Garlic scapes taste (and look) more like overgrown chives, in opinion, than like a clove of garlic. Which is no surprise, since garlic and chives are in the same family (allium), along with leeks and onions. Fresh scapes have a very delicate flavor, much less hot than regular garlic but still with a touch of bite. Their texture is also much more reminiscent of chives, just slightly thicker ones. (Scapes are different, by the way, than green garlic, which is basically the early spring crop of garlic, and comes with bulbs still attached.)
For me, the scapes were actually an impulse buy. I was walking down the aisle of the co-op (you will hear more about the Park Slope Food Co-op in a later post, I assure you), and there they were, looking practically alive in their bin, their green arms poking out in an attempt to escape. I filled a bag with them and got them home before I realized that I had absolutely no clue what to do with them.
A little online research later, I concluded that most people used scapes in one of two ways: either by making a pesto with them (for the moment impossible, due to my unfortunate lack of a food processor) or cutting them into pieces and sauteéing them. So the latter it would be, and just for kicks, I decided to mix them in with some rainbow chard I had also gotten that day, thinking they would liven up the greens and stems in much the same way regular garlic does, but with a lighter flavor. I had tried a bit of one raw, and found it still pleasantly garlic-y, and assumed that it would impart that taste to the chard when cooked.
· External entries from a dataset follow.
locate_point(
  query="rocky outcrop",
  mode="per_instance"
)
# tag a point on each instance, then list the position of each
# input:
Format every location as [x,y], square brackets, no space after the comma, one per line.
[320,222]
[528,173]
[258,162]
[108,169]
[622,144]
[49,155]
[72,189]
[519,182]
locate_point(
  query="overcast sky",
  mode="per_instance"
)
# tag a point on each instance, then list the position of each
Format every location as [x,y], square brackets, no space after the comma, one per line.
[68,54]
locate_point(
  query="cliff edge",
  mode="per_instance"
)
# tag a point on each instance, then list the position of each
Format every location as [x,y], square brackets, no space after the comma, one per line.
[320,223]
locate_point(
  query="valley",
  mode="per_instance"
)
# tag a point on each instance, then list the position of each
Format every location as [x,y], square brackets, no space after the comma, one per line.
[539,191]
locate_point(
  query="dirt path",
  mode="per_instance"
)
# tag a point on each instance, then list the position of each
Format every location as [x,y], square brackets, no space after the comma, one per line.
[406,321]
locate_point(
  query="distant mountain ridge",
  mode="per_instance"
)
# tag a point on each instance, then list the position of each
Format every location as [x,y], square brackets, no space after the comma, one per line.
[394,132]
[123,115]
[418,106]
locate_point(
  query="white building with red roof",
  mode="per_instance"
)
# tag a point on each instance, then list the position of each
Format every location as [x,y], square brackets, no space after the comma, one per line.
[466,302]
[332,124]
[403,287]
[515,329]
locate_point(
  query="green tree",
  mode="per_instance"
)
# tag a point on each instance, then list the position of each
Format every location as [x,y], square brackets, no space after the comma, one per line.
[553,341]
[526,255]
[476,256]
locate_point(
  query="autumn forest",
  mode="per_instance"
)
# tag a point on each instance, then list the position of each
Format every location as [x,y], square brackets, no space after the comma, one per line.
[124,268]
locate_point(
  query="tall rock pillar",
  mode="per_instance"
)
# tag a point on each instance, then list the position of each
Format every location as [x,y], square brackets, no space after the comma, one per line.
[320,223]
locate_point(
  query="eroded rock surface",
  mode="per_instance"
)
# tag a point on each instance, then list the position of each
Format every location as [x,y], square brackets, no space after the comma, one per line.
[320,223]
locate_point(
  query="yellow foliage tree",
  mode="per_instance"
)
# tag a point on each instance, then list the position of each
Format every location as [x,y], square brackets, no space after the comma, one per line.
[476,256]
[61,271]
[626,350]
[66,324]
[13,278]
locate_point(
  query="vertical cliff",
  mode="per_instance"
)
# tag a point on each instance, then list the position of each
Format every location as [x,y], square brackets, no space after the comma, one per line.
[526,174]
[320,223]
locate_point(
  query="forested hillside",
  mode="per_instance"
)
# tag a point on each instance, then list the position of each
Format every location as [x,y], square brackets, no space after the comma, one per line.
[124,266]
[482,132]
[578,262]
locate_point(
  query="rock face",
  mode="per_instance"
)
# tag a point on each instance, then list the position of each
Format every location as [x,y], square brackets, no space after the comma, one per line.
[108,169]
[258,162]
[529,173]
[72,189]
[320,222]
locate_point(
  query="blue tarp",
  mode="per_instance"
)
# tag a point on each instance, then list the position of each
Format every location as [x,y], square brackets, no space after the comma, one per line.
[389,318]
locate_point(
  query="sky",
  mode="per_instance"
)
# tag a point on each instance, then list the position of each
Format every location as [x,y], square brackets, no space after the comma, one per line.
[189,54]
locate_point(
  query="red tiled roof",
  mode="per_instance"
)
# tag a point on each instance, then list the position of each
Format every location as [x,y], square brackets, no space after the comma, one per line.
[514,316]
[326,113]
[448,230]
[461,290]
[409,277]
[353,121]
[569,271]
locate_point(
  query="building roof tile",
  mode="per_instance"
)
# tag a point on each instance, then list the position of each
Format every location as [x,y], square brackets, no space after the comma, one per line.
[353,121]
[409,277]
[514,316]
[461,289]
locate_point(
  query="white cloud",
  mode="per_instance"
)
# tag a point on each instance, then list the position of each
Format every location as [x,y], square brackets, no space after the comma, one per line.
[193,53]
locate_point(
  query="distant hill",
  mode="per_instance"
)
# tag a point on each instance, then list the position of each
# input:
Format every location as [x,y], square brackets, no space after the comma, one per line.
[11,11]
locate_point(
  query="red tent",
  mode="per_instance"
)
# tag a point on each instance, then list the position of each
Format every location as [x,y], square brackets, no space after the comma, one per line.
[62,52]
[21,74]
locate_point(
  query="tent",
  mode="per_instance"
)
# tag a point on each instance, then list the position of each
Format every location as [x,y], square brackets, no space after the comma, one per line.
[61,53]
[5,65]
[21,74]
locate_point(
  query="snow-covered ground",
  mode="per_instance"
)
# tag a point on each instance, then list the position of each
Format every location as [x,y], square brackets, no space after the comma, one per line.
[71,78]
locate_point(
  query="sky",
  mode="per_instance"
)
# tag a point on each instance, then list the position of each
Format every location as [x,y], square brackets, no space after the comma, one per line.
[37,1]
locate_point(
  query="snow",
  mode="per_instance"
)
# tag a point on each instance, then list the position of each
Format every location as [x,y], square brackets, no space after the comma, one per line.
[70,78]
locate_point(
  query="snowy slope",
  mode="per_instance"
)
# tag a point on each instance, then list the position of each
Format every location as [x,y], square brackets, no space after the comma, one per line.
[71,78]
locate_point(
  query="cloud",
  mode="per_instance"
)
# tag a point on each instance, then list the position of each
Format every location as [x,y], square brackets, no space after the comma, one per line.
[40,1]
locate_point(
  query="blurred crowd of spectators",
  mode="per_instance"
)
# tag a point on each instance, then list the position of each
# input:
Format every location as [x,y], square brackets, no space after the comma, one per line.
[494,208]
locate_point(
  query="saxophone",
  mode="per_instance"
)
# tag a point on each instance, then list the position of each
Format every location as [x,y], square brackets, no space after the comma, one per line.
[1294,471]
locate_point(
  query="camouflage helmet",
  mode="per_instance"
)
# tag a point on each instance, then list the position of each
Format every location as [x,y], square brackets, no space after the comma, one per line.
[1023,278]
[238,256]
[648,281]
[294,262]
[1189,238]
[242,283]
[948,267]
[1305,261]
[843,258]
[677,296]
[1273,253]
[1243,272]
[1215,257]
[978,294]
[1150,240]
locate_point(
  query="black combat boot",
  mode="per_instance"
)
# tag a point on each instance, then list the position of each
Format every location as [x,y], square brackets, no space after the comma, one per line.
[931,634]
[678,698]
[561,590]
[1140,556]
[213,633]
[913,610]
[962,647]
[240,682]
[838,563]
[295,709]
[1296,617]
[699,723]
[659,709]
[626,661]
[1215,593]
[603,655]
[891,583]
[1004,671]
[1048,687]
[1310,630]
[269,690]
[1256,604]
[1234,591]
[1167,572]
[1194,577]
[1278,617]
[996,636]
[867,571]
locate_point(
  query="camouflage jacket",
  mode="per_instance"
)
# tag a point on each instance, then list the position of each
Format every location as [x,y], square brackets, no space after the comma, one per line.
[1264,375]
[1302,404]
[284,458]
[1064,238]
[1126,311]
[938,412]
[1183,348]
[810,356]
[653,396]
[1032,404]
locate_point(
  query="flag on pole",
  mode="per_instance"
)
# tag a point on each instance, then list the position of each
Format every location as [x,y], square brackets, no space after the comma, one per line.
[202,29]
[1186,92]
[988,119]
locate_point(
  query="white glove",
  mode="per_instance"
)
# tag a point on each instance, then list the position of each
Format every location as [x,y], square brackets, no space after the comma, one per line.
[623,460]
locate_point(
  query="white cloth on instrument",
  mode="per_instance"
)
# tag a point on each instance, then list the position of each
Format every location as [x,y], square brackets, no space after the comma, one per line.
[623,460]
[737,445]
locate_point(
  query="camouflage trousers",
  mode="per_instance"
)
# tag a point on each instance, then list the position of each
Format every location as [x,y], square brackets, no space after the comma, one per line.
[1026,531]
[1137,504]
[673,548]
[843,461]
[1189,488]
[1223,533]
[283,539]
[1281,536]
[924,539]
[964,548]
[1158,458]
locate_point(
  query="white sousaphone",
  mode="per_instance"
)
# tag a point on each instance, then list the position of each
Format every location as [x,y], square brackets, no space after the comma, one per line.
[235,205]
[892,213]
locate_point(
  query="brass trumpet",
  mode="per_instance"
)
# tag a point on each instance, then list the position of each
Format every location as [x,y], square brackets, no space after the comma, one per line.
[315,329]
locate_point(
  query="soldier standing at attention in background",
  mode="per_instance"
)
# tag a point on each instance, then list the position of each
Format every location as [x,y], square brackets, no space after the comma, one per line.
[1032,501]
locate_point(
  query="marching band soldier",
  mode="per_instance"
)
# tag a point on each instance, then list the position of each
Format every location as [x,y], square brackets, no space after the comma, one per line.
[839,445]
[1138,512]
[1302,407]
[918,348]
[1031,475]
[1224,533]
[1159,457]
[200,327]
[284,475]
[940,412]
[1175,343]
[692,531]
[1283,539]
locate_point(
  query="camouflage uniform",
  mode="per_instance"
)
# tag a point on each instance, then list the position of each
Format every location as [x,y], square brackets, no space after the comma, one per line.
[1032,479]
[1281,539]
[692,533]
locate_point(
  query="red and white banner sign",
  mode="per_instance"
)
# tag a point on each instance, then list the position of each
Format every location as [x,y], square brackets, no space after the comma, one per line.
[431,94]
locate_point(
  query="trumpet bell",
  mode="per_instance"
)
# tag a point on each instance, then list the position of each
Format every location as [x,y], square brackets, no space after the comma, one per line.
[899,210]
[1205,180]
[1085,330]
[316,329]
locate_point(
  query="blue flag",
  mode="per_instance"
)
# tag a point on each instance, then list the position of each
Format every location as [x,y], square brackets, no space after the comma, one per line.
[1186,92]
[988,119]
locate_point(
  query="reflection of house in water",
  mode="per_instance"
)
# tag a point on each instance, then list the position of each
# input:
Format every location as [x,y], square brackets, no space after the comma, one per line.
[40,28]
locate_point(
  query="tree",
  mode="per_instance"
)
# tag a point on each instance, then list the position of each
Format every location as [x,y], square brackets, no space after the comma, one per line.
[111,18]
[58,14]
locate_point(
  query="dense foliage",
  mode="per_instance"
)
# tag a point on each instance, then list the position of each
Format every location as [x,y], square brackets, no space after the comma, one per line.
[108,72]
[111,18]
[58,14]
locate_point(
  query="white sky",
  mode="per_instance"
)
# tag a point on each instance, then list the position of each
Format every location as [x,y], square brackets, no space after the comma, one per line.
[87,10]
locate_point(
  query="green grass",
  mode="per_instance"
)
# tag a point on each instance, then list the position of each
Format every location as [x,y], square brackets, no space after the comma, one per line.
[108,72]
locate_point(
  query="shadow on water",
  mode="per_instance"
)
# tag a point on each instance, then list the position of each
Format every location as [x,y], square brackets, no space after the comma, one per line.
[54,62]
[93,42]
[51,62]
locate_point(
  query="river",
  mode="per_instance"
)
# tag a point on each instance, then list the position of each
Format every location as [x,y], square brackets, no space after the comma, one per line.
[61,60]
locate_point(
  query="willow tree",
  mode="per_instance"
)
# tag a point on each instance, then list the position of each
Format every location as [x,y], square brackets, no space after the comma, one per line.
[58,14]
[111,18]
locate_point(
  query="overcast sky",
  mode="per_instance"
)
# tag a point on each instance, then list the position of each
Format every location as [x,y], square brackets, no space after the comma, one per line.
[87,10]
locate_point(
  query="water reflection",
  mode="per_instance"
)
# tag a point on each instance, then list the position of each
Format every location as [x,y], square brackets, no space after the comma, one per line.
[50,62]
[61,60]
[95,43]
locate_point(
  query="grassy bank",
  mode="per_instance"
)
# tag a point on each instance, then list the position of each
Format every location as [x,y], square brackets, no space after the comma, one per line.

I cooked the chard similarly to how I have made chard before, except this time I sauteéd the stems in a pan (and without onion) and cooked the leaves separately in a pot. After sauteéing the stems for a couple minutes in some olive oil, I added the pieces of scape I had chopped, adding up to a good six or seven scapes. After another couple of minutes everything was tender and ready to go.
But while the dish was perfectly good (and an especially nice side to the pork chop I cooked and smothered with store-bought tandoori curry), it had lost all of its garlic flavor. Instead, the scapes tasted almost like Chinese green beans, which is how I had read them referred to in a New York Times article. Satisfactory, but not what I was going for. I love garlic. I love variations of garlic. I wanted to still be able to taste the garlic!
So, when I decided to use the scapes again a few days later, I kept them in their perfect, raw form. I’d had a long day of pre-Bastille-day celebration and didn’t feel like making much. Things started with the idea of toasting a bit of baguette and adding some goat cheese. Then I remembered I had some nice grape tomatoes. Then I realized that combo would perfectly showcase the raw scapes, and so a sandwich was born. A drizzle of olive oil and some freshly ground pepper over the top made the whole thing complete. Note: I was going to make it a closed-face sandwich (as you’ll see by the presence of the top half of the baguette in this photo), but I realized that, for one thing, that much bread overwhelmed the contents of the sandwich, and, two, that I couldn’t fit the whole thing in my mouth. So an open-faced sandwich it was, and it was amazing, and amazingly scapey. Leaving me with the conclusion that raw garlic scapes are the way to go; cook them at your own green-bean-tasting risk.